Probability of Cognitive Dissonance = 1/0

When I started a student freethought group at UF, I asked our faculty advisor, Prof. of Philosophy Gene Witmer, whose books I should get if I really wanted to read the strongest arguments that theism had to offer. His suggestion?

Richard Swinburne, Oxford philosophy professor, prolific author of serious works of theistic apologetics (e.g., The Existence of God, Is There a God?, Providence and the Problem of Evil)...who has apparently lost his marbles.

He claims in The Resurrection of God Incarnate to have mathematically calculated the likelihood of Jesus' resurrection, using Bayesian probability, at 97%. His logic [lack thereof]?

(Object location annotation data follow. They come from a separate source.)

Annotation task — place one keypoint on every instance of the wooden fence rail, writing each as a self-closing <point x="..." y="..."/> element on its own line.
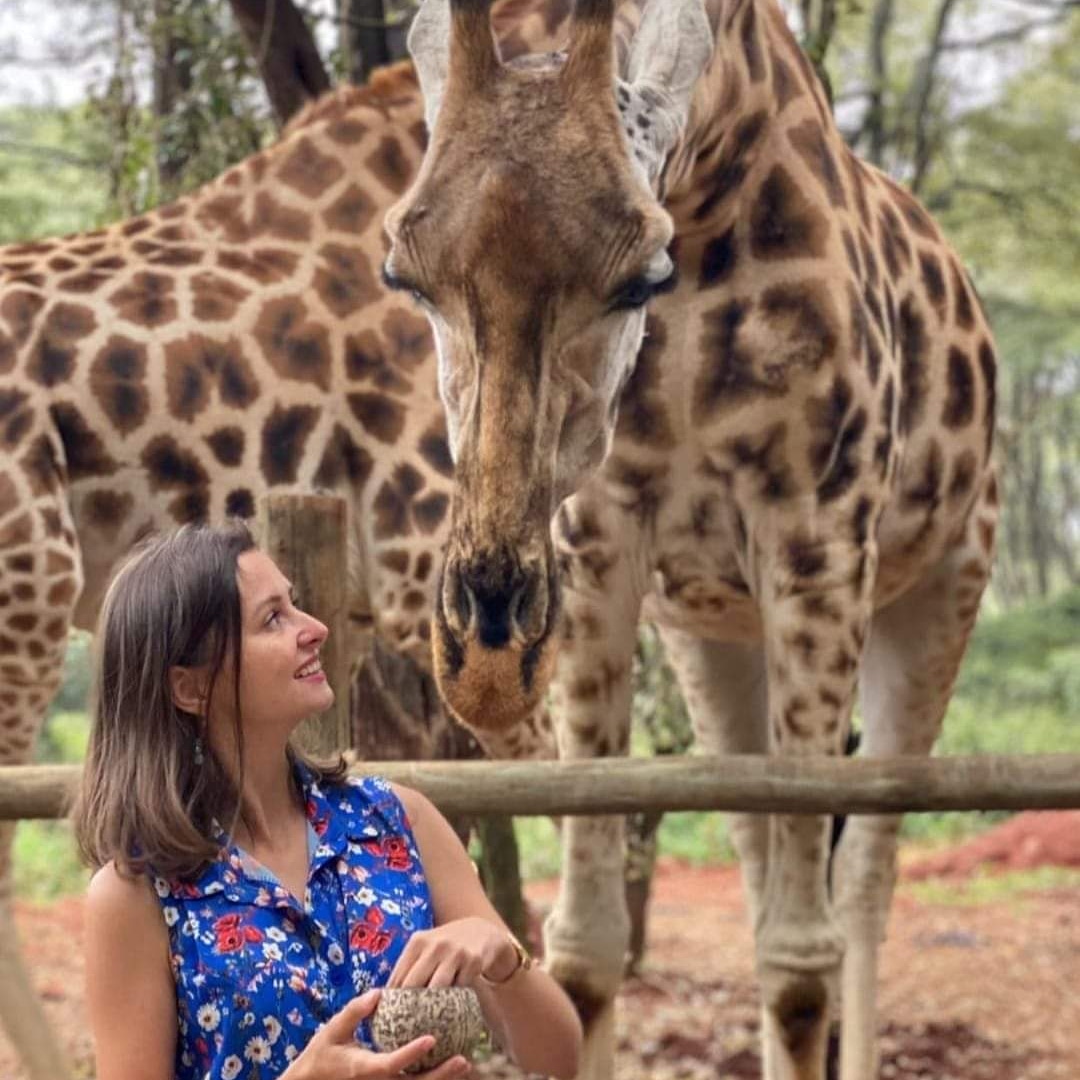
<point x="621" y="785"/>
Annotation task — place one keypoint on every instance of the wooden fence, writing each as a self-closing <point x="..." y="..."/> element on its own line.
<point x="623" y="785"/>
<point x="307" y="535"/>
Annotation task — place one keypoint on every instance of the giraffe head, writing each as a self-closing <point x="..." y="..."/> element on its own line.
<point x="534" y="237"/>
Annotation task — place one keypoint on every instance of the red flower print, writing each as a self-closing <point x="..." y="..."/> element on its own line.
<point x="319" y="824"/>
<point x="368" y="936"/>
<point x="231" y="933"/>
<point x="393" y="851"/>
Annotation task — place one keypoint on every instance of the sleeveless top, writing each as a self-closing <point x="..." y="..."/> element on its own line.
<point x="257" y="970"/>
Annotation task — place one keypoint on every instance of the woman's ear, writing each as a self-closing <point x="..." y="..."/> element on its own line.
<point x="188" y="686"/>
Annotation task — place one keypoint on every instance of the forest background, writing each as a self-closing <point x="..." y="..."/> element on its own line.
<point x="110" y="107"/>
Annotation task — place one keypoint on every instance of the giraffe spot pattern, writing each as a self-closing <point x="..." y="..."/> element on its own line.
<point x="227" y="445"/>
<point x="294" y="342"/>
<point x="809" y="142"/>
<point x="642" y="414"/>
<point x="196" y="364"/>
<point x="52" y="354"/>
<point x="784" y="223"/>
<point x="284" y="437"/>
<point x="146" y="300"/>
<point x="84" y="450"/>
<point x="380" y="416"/>
<point x="118" y="382"/>
<point x="345" y="280"/>
<point x="309" y="171"/>
<point x="959" y="408"/>
<point x="215" y="298"/>
<point x="342" y="460"/>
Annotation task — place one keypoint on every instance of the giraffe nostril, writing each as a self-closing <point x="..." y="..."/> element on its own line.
<point x="458" y="602"/>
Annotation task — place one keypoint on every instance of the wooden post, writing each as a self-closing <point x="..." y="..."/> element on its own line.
<point x="306" y="535"/>
<point x="746" y="783"/>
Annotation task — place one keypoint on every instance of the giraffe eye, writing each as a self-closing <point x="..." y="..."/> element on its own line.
<point x="401" y="285"/>
<point x="638" y="291"/>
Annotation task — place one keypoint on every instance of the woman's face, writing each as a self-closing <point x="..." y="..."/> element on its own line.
<point x="282" y="679"/>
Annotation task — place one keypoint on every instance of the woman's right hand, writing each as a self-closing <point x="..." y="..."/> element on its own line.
<point x="335" y="1054"/>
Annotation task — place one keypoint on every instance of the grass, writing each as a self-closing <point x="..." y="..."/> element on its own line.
<point x="986" y="888"/>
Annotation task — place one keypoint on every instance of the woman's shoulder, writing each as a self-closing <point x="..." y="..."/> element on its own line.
<point x="122" y="900"/>
<point x="370" y="804"/>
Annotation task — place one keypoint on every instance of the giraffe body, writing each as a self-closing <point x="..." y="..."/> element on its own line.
<point x="792" y="477"/>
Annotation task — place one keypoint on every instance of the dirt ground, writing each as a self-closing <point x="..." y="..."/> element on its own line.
<point x="967" y="993"/>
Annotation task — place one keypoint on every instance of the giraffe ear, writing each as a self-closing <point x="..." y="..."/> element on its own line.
<point x="673" y="44"/>
<point x="429" y="43"/>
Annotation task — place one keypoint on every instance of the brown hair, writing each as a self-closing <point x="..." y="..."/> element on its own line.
<point x="147" y="801"/>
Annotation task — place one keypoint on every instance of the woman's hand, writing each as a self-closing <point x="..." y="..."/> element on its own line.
<point x="335" y="1054"/>
<point x="455" y="954"/>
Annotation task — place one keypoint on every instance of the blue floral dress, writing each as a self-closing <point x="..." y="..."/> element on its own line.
<point x="257" y="972"/>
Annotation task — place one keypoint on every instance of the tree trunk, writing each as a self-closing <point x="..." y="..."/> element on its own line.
<point x="172" y="80"/>
<point x="925" y="143"/>
<point x="365" y="39"/>
<point x="819" y="25"/>
<point x="285" y="53"/>
<point x="874" y="124"/>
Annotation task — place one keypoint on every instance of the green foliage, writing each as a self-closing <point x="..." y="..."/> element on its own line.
<point x="986" y="887"/>
<point x="1023" y="663"/>
<point x="50" y="180"/>
<point x="46" y="866"/>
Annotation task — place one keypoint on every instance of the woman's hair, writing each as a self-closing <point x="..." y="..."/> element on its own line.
<point x="149" y="798"/>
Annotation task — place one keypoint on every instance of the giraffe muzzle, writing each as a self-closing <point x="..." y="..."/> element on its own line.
<point x="495" y="601"/>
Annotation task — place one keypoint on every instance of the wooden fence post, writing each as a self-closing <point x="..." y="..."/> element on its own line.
<point x="306" y="535"/>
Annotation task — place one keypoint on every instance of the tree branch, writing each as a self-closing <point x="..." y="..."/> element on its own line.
<point x="284" y="51"/>
<point x="873" y="126"/>
<point x="921" y="92"/>
<point x="1013" y="34"/>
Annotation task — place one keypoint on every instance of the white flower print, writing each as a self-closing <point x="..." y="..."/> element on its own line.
<point x="208" y="1016"/>
<point x="257" y="1050"/>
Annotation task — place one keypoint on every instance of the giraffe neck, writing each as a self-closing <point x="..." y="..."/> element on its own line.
<point x="758" y="72"/>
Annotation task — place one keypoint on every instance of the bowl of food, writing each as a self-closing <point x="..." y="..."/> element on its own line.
<point x="449" y="1013"/>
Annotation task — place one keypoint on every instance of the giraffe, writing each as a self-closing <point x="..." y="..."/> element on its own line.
<point x="175" y="366"/>
<point x="791" y="476"/>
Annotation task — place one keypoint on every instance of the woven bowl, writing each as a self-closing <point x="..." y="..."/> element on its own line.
<point x="450" y="1013"/>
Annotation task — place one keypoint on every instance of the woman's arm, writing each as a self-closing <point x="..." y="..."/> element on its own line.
<point x="532" y="1017"/>
<point x="130" y="990"/>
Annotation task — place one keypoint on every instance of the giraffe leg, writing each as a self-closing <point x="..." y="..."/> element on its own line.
<point x="586" y="935"/>
<point x="725" y="690"/>
<point x="40" y="580"/>
<point x="814" y="596"/>
<point x="910" y="662"/>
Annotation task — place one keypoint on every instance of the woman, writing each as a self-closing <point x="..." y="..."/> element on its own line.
<point x="248" y="902"/>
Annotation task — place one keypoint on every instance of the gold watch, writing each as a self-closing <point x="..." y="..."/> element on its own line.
<point x="524" y="962"/>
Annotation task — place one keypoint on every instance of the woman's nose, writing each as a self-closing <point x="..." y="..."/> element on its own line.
<point x="313" y="631"/>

  1. The probably of God's existence is one in two. That is, God either exists or doesn't.
  2. The probability that God became incarnate, that is embodied in human form, is also one in two.
  3. The evidence for God's existence is an argument for the resurrection.
  4. The chance of Christ's resurrection not being reported by the gospels has a probability of one in 10.
  5. Considering all these factors together, there is a one in 1,000 chance that the resurrection is not true.

oy vey!

Mark Chu-Carroll has an analysis, if one is even deserved for this kind of madness, which can be summarized thusly:
By a similar argument, I can say that probability of pink winged monkeys flying out of my butt is one in two: that is, either they will fly out of my butt, or they won't. The probability that those monkeys will fly to the home of this Oxford professor and pelt it with their feces is one in two. If pink winged monkeys fly out of my butt, that's an argument for the likelyhood of a fecal attack on his home by flying pink monkeys.

Do I really need to continue this? I don't think so; I'd better go stock up on monkey food in my bathroom.


On another note of sadness, five Mexican children were killed as they prayed at a cross by lightning. Why should we believe there was a God on the other end of those prayers, again? Oh wait, I remember now, everything God does is good, including allowing five children, ages 9-16, to be killed by lightning while offering up prayers and thanksgiving to God. What was I thinking? I'd better go pray for forgiveness...at a plastic cross, of course.